Options
Physics of fluid flow in an hourglass (converging-diverging) microchannel
Journal
Physics of Fluids
ISSN
10706631
Date Issued
2022-05-01
Author(s)
Goli, Sandeep
Saha, Sandip K.
Agrawal, Amit
Abstract
This work presents the numerical and experimental study of flow physics and characterization in hourglass microchannels at different geometric and flow parameters such as convergence-divergence angle, width ratio, length, aspect ratio, and Reynolds number. The first part of the study discusses the importance of finding a unique length scale to represent an hourglass microchannel. This representative dimension is proposed at a distance of L/2.9 (L is the total length of the microchannel) from the inlet of the microchannel by using a frictional equivalence concept between uniform and hourglass microchannels. The proposed length scale is unique as it remains independent of geometric and flow variables. The study of local flow physics shows that this length scale identifies the region that governs the overall flow behavior of the microchannel. The results also show that the pressure drop is an inverse function of convergence-divergence angle and aspect ratio, whereas the width ratio and length are direct functions.

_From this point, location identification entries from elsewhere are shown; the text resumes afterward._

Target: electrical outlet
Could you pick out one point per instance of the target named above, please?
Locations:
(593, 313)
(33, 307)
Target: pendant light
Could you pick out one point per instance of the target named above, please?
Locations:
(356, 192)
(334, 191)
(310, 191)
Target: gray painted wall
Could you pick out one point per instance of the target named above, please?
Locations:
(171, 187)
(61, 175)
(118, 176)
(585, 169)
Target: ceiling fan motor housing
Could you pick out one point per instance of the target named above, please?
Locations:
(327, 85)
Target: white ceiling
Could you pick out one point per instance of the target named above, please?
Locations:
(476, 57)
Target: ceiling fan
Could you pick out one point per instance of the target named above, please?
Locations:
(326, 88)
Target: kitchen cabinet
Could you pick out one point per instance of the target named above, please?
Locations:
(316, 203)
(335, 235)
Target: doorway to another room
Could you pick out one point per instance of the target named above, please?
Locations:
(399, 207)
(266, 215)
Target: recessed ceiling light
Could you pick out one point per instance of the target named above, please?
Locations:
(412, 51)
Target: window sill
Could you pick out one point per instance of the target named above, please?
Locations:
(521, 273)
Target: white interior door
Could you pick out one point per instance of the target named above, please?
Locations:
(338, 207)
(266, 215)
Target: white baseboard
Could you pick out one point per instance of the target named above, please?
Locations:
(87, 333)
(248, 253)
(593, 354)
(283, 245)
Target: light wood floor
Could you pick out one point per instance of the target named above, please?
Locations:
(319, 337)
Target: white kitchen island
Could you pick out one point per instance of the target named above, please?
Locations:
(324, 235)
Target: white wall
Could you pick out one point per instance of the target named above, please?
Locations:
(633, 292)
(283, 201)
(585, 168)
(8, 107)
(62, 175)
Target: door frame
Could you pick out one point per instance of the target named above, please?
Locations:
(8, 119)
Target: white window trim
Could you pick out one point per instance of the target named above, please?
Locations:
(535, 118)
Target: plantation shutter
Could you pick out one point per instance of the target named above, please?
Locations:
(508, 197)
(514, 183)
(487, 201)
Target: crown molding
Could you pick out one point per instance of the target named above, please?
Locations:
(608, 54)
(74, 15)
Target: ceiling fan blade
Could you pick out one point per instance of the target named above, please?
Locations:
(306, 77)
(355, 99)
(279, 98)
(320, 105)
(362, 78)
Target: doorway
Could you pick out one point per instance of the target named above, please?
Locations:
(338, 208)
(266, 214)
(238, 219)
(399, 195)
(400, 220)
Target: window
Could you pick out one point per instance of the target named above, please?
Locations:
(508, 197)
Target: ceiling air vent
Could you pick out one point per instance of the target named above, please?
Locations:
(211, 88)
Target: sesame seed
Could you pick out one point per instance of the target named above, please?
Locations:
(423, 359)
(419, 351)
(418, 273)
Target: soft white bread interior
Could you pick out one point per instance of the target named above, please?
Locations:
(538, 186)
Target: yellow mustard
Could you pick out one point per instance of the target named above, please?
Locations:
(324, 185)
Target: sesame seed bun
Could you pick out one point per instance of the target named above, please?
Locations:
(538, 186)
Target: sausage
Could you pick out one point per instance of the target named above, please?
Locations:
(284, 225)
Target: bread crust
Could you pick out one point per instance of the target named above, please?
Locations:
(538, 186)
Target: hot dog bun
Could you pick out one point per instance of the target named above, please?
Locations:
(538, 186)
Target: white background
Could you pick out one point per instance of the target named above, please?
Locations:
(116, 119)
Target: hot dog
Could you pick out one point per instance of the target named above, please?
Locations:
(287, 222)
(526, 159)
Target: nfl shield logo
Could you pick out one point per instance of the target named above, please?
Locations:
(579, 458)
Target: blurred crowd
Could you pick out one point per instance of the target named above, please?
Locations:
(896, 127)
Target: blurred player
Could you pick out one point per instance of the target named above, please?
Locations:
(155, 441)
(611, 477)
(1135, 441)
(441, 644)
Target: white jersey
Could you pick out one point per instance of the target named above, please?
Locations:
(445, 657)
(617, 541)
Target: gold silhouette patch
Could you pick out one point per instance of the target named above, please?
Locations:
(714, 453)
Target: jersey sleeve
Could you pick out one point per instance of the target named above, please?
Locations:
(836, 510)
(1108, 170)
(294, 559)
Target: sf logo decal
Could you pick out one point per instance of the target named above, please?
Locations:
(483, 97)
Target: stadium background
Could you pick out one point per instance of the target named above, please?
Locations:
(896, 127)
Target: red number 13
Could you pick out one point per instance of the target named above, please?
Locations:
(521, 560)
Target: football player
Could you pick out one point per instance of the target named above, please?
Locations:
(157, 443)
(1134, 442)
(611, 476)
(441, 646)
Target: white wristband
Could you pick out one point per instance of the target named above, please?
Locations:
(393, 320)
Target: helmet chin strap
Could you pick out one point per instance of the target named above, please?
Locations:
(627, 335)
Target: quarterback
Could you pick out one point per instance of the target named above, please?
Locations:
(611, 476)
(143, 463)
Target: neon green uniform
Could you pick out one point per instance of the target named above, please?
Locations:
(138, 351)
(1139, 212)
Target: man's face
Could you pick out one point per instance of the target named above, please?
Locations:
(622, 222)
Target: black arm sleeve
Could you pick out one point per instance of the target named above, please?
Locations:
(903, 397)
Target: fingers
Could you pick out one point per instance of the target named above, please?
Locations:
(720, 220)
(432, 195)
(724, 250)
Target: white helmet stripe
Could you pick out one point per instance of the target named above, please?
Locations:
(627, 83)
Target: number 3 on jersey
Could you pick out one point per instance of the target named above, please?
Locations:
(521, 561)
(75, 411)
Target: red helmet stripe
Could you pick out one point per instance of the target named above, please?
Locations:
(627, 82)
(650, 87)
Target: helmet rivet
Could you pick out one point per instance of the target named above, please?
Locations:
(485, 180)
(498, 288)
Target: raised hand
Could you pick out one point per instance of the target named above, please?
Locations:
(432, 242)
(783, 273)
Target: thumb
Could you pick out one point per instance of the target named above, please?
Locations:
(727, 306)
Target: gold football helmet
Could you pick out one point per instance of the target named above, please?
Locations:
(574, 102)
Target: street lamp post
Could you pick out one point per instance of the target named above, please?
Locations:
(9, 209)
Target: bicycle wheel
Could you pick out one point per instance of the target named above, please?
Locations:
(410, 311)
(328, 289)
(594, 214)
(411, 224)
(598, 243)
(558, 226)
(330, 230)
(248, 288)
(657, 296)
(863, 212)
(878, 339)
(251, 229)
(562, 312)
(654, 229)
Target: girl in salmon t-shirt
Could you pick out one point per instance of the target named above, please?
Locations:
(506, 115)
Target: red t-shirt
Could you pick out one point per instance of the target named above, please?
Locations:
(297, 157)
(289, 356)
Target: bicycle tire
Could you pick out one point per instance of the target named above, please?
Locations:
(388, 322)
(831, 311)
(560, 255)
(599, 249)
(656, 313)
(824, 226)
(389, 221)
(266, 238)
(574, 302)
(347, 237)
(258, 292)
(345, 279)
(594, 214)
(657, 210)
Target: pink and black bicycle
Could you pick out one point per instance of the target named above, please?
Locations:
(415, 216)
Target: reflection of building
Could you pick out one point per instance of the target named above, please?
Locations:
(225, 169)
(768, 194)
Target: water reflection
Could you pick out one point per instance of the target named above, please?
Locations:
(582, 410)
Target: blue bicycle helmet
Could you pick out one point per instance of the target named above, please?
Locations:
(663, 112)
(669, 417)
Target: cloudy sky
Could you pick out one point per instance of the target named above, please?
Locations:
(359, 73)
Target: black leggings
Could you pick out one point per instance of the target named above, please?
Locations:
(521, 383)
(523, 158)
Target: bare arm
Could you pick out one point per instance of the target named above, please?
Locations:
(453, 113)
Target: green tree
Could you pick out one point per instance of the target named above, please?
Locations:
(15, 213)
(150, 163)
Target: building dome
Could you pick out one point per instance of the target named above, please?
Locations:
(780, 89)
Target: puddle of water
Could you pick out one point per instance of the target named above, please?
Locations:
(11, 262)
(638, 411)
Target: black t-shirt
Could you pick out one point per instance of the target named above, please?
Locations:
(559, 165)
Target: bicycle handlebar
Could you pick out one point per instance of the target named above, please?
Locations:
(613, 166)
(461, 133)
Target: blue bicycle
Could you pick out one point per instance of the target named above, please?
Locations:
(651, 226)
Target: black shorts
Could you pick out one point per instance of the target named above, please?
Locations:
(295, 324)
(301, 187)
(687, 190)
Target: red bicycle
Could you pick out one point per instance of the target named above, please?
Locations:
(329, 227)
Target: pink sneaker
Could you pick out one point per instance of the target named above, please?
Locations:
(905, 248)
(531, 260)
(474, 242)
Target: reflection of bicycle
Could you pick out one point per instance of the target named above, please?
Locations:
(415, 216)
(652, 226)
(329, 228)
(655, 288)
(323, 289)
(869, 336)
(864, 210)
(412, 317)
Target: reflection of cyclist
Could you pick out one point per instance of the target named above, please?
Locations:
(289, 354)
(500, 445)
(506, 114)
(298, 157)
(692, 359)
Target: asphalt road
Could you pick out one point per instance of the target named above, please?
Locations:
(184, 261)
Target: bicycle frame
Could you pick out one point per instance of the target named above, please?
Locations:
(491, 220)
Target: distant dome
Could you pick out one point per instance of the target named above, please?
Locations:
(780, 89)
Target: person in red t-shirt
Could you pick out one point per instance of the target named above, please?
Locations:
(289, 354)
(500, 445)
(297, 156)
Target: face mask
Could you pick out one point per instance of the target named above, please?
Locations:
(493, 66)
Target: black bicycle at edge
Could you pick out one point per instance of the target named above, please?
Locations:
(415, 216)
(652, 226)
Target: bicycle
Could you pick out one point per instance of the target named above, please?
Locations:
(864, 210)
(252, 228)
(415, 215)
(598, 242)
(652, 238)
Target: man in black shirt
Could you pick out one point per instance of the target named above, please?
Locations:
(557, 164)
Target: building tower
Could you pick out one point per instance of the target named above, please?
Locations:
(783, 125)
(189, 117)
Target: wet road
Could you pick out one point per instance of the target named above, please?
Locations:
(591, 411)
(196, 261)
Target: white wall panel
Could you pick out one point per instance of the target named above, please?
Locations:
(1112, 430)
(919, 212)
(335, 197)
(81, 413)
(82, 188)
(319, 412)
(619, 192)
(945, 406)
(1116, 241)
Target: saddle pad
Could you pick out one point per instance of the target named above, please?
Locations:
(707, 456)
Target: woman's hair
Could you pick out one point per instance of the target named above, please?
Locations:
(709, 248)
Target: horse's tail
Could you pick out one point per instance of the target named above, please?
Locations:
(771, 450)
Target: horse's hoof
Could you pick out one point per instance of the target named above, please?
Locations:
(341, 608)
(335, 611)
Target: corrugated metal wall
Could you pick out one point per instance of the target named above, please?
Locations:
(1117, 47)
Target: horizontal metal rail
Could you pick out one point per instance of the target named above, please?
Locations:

In addition, the pressure drop shows linear behavior with the volume flow rate (Reynolds number) similar to that of a uniform microchannel except at a higher volume flow rate for convergence-divergence angle or higher width ratio. This non-linear behavior is explained with the help of hydrodynamic resistance and velocity streamlines in the last part of this study. Furthermore, the convergence-divergence angle and the width ratio are identified as critical parameters to characterize the flow. Overall, the present study gives insights into the influence of the convergence-divergence effect due to critical parameters on the flow characteristics, which could help design hourglass microchannels for many engineering applications.